Naruto...is the blossom of hope that never wilts. How many other cartoon super heroes have "making friends" as their super power? How many super hero stories put emotion and interpersonal interaction that high up? (prolly a lot i don't get out much, or read much)
---------------------------------------
I believe Jack Herer didn't know about President Washington or Thomas Jefferson smoking hemp, and if they did I'd like to know more about when and who was doing it in America before 1870.

Jack Herer, "The Emperor Wears No Clothes"
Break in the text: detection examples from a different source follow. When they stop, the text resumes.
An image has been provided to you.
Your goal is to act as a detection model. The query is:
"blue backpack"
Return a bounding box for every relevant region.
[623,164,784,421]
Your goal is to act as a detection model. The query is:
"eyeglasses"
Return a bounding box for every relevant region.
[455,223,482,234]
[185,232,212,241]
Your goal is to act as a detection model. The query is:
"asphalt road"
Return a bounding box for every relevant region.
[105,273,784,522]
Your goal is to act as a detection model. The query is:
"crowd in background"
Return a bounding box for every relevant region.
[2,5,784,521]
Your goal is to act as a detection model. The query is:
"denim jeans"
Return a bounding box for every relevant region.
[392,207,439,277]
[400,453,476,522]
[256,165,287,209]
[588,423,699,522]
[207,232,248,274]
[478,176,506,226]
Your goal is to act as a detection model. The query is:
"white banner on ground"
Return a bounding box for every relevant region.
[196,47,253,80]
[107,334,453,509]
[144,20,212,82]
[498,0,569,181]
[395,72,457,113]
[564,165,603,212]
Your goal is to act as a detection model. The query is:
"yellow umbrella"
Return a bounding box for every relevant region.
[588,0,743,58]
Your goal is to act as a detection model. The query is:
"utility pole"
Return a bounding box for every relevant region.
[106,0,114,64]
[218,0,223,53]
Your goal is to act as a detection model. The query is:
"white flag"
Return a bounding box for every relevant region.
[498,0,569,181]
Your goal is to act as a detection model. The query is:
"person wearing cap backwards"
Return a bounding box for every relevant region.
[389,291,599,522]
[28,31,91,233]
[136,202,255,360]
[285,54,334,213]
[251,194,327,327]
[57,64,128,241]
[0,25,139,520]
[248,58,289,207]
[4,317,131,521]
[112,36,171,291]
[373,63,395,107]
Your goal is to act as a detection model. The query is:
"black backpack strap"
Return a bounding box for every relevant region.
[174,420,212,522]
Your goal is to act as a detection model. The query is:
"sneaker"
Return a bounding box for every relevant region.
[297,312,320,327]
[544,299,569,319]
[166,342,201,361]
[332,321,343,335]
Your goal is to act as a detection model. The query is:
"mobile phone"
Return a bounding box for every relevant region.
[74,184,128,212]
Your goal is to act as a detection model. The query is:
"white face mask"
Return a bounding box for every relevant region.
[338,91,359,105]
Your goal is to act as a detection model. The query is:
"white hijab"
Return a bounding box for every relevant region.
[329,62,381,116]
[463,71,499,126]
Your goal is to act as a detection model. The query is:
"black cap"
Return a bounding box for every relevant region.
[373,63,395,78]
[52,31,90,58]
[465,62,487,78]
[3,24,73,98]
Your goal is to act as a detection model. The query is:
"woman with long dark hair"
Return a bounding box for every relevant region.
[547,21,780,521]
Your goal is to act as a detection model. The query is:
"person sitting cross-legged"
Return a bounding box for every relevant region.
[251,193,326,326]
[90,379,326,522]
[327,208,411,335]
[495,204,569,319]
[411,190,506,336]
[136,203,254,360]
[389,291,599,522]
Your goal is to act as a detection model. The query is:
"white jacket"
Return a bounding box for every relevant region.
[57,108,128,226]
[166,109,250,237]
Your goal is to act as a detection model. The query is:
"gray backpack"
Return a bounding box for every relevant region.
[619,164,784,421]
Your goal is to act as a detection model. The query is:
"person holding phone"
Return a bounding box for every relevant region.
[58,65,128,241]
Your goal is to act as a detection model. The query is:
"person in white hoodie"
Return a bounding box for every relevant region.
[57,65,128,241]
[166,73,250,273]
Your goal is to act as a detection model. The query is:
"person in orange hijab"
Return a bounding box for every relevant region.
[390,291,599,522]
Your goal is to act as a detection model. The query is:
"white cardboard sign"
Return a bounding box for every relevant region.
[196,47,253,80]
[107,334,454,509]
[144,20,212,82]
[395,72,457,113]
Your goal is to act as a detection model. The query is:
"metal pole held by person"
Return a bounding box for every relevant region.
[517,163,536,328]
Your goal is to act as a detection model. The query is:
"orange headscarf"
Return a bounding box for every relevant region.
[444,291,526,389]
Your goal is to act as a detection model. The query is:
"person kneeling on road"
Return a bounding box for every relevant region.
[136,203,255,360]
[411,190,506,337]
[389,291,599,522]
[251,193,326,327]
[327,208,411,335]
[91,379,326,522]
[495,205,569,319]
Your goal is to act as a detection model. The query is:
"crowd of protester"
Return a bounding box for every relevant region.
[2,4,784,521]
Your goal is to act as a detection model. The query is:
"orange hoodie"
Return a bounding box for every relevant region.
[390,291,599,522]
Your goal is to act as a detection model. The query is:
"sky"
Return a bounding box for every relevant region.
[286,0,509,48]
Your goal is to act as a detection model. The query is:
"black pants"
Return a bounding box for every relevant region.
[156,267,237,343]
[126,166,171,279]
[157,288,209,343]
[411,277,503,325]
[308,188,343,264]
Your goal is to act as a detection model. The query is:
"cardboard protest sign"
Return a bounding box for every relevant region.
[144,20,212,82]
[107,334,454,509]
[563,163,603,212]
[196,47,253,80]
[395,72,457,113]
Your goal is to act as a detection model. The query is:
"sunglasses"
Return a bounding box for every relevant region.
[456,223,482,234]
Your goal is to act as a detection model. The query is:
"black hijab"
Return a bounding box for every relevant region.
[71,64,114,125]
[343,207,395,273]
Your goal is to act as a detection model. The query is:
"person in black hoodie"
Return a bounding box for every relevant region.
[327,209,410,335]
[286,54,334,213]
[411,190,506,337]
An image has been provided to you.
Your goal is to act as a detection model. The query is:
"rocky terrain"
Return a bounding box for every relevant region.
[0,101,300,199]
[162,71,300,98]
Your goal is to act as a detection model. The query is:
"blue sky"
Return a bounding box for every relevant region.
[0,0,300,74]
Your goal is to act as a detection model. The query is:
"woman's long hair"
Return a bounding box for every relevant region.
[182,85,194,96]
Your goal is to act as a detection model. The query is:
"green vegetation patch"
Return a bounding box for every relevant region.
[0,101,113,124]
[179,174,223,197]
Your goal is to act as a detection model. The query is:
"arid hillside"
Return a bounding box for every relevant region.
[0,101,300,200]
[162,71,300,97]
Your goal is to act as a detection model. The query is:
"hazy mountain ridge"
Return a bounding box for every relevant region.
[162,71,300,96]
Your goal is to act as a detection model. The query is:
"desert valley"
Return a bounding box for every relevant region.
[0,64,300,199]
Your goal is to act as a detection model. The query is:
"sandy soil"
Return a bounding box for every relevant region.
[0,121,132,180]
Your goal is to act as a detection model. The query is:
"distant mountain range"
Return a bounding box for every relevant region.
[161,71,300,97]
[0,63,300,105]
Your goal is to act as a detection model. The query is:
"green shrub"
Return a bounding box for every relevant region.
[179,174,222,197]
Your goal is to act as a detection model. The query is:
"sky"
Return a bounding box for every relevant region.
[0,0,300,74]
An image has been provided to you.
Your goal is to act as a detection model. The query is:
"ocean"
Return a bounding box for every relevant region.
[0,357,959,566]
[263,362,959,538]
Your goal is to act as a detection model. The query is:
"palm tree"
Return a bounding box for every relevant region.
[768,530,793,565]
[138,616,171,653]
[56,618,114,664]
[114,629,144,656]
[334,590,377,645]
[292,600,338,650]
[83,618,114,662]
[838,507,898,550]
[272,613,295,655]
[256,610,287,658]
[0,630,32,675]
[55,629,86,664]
"The first known* smoking of female cannabis tops in the Western hemisphere was probably in the 1870s in the "
---------------------------------------------------
(I found the Tavistock book and will check it out)
 
VWFringe,

treecityrnd

Active Member
If you want a great research-based book, read Drug Diplomacy in the Twentieth Century by William B. McAllister (http://www.amazon.com/Diplomacy-Twentieth-Century-William-McAllister/dp/0415179904). Ive eaten dinner with him several times through colleague at various conferences. Most working in fields related to pharmacology (behavioral pharmacology, psychiatry, substance abuse/dependence, clinical pharm, etc.) swear by it for its thorough research and documentation. This is the best resource guide IMO for issues of drug-related/influenced politics...in the 20th century :)
 
treecityrnd,

treecityrnd

Active Member
stuartambient said:
i thought there was a movie , pretty sure I watched it at some point. Woody Harrelson was narrator and it goes through the history. I want to say the guy that drove it was a man by the name of Armbruster ? I think I have that right but he was the start of the DEA I guess. After prohibition he decided there was another problem out there :). Wait I think his name was Anslinger. He was somehow tied too Hearst. There was also the issue of hemp versus synthetics that the chem companies wanted to win. I think the racial part was tied into Mexicans who were at some point (at least the history of it showed) people who both sold and smoked it. At least that is one angle they try to promote. Still promoting I guess.

SA
Simple called Grass :). Not 100% accurate from a historical standpoint, but fun to watch. Im a bigger fan of his other doc called Go Further (in reference to Kesey's bus). Little out-dated now, but that movie made me buy only organic milk.
 
treecityrnd,

djonkoman

Well-Known Member
maybe not america, but they found pipes with traces of hemp(and coke) in the backyard of shakespearres old home(wich doesn't necessarily mean it was shakespearre's, but it's possible)
also somewhere around that time I think there was a group of poets(here in europe) called the hashish club who used to come together to experiment with drugs(mosty hash I think)
 
djonkoman,

chucku

Charles Urbane
IIRC as prohibition ended the liquor industry feared cannabis and pushed to have it made illegal.